François de Closets :
toujours plus... de contrevérités !
François de Closets s'est trouvé un énième serpent de mer : l'orthographe. Il dénonce dans son dernier ouvrage la « dictature » qu'elle fait régner dans l'enseignement et notre société, la « grande injustice » qu'elle représente pour tous ceux qui, comme lui, ont eu ou ont encore à subir ses foudres.

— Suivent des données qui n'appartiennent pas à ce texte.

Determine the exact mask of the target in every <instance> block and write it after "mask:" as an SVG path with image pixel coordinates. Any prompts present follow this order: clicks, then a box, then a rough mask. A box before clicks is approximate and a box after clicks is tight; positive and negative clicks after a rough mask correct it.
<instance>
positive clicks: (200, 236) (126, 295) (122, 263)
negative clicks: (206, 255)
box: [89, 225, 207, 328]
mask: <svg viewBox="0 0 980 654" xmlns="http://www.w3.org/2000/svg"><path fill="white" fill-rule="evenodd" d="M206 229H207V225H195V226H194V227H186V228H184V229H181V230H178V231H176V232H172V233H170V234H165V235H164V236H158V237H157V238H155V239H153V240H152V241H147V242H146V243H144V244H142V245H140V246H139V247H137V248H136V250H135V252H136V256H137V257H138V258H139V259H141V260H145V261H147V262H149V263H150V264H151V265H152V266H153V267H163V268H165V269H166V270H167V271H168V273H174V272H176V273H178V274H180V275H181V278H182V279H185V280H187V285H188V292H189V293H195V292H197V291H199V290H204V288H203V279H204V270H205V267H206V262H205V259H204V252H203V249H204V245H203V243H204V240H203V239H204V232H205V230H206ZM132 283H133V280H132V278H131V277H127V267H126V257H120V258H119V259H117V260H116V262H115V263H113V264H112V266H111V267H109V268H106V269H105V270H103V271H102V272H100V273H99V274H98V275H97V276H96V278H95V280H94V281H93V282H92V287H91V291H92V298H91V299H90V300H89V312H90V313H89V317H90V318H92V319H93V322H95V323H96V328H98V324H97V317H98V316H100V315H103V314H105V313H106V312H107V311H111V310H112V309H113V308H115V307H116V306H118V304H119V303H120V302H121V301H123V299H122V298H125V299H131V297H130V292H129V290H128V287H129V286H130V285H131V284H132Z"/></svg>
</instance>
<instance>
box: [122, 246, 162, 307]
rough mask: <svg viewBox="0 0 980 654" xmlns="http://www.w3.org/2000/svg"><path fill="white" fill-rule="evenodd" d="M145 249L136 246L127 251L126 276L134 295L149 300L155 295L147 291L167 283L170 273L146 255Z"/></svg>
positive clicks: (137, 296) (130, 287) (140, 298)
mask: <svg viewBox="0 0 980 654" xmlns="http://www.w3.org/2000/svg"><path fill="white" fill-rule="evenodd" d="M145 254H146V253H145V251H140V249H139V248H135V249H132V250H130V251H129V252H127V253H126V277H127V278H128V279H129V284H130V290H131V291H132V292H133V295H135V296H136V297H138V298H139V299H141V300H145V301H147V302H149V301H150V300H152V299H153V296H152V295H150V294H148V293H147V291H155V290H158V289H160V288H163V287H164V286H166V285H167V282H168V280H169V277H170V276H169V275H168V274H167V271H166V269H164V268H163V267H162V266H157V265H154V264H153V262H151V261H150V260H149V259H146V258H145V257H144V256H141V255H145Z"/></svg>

Pour relancer une carrière un brin somnolente depuis le lointain succès de Toujours plus !, l'essayiste a choisi le bon créneau : les médias sont toujours prompts à enfourcher ce cheval de bataille là. Peu importe que les arguments ici agités soient, à la virgule près, ceux que les réformateurs avançaient déjà... en 1990, l'essentiel est de se tailler à moindres frais un profil d'iconoclaste. D'homme ouvert, aussi, qui ne veut pas de la victoire « d'un camp sur l'autre ». Et le magnanime d'inviter à un débat dépassionné ceux qui auraient — à l'entendre ! car le goût de la lecture, l'attention, la rigueur nous semblent relever moins de l'inné que de l'acquis — « l'orthographe naturelle ». Encore faudrait-il, pour pouvoir débattre sereinement, qu'il ne vît pas dans ses contradicteurs de nouveaux « antidreyfusards », et que les contrevérités ne sourdent pas à jet continu de sa plume !
90 % des instituteurs se seraient prononcés, en 1988, pour une simplification de l'orthographe. Faux : 90 % de ceux qui avaient répondu au questionnaire du Syndicat national des instituteurs (SNI). L'ancien élève de Sciences Po a visiblement oublié ce qu'est une majorité silencieuse.
L'orthographe continuerait à être enseignée au moyen de « vieilles méthodes gendarmesques et répétitives ». Faux. Elle n'est plus enseignée du tout. Sous la houlette des pédagogues qui ont mis l'Éducation nationale en coupe réglée, et au grand dam de plus d'un enseignant, l'orthographe y est devenue persona non grata. Mais dans quel monde vit François de Closets ? A-t-il seulement lu les dictées que l'on propose aujourd'hui au brevet ? Quatre lignes et demie, le tout noté sur... six ! Au bac et au B.T.S., une copie illisible à force de fautes est pénalisée, dans le meilleur des cas, de deux points sur vingt ! On a connu, par le passé, des « dictatures » plus contraignantes...
Notre orthographe serait un « entassement de singularités, de bizarreries, d'anomalies ». Vrai... et faux ! L'imposture consiste ici à oublier que l'arbre des imperfections de détail cache une forêt dense de cohérence et de bon sens. Irrationnelle, « bête et méchante », l'orthographe française ? Pour en juger, François de Closets nous pardonnera d'accorder moins de poids à son opinion qu'à celle des nombreux scientifiques, prix Nobel en tête, qui, en 1990, avaient manifesté leur opposition à la réforme ; qu'à celle du professeur Amouyel, directeur général de l'Institut Pasteur de Lille, lequel voit au contraire dans l'orthographe la meilleure alliée de la transmission des savoirs et du travail bien fait. Mais sans doute est-il à ranger parmi ces « graphorigides » que pourfend, parce qu'ils ont le front de ne pas penser comme lui, le libéral M. de Closets...
Si « grande injustice » il y a, elle est dans ces parachutes dorés qui récompensent l'incompétence ; dans ces vertigineuses fortunes qui s'édifient à coups de clics de souris quand, dans un monde moins virtuel, beaucoup meurent de faim ; dans cet esclavage moderne que constitue le système actuel des stages, où de jeunes diplômés en mal de travail se font souvent exploiter sans vergogne. Non dans le fait que savent ceux qui, un jour, ont eu le courage — et l'humilité — d'apprendre.